Fünf Banken stellen fest, was eine Unze Gold weltweit kosten soll. Jetzt untersuchen Aufseher die intransparente Preisfindung – zu Recht. Doch nicht nur das antiquierte Ritual ist das Problem.

Und täglich grüßt das Murmeltier. Seit dem 12. September 1919 wird in der Londoner City der weltweite Referenzpreis für Gold festgestellt – heute wie damals sind daran nur fünf Banken beteiligt. Der Goldfixing genannte Preisfindungsprozess läuft im Prinzip noch so ab wie damals. Um 10.30 und um 15 Uhr Londoner Zeit geben Banken eigene Kauf- und Verkaufswünsche und die ihrer Kunden in Handelssysteme ein und einigen sich binnen zehn Minuten auf einen Preis.

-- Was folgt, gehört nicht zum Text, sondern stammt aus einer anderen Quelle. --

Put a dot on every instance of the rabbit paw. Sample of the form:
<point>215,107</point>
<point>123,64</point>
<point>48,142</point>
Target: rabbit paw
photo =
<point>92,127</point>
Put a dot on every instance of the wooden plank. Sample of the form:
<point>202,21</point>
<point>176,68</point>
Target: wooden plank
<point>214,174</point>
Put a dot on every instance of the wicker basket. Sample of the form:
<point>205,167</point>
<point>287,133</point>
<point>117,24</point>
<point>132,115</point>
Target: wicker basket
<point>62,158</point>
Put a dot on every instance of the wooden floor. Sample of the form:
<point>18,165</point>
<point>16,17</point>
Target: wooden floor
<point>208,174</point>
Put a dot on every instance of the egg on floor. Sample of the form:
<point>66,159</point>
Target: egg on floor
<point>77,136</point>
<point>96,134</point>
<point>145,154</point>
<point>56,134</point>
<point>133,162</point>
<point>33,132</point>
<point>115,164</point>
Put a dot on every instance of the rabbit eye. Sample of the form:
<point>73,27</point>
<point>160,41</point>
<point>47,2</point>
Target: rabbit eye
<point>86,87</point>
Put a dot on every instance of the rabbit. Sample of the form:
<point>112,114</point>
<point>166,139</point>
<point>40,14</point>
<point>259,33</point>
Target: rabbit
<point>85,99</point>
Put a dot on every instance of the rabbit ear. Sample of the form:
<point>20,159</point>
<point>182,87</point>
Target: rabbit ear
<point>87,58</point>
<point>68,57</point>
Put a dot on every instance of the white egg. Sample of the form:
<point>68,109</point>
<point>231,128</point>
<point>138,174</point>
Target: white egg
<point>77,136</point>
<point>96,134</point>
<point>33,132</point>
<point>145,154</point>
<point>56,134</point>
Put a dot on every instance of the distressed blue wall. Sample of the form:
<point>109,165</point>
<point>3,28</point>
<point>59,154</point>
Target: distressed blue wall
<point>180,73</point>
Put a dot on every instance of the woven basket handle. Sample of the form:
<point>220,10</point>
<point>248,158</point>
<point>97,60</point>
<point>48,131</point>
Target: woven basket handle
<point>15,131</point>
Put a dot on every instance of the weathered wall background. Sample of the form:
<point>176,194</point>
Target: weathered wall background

„Das Goldfixing ist für Außenstehende sehr intransparent“, sagt Commerzbank-Analyst Eugen Weinberg. Der so undurchsichtig fixierte Goldpreis ist Richtwert für den Goldhandel weltweit, bestimmt die Erträge von Münzhändlern, Minen und Juwelieren. Investoren und Zentralbanken bewerten mit ihm ihre Bestände. Außerdem beeinflusst er die Terminmärkte, an denen Lieferansprüche auf Gold gehandelt werden, allen voran die New Yorker Comex.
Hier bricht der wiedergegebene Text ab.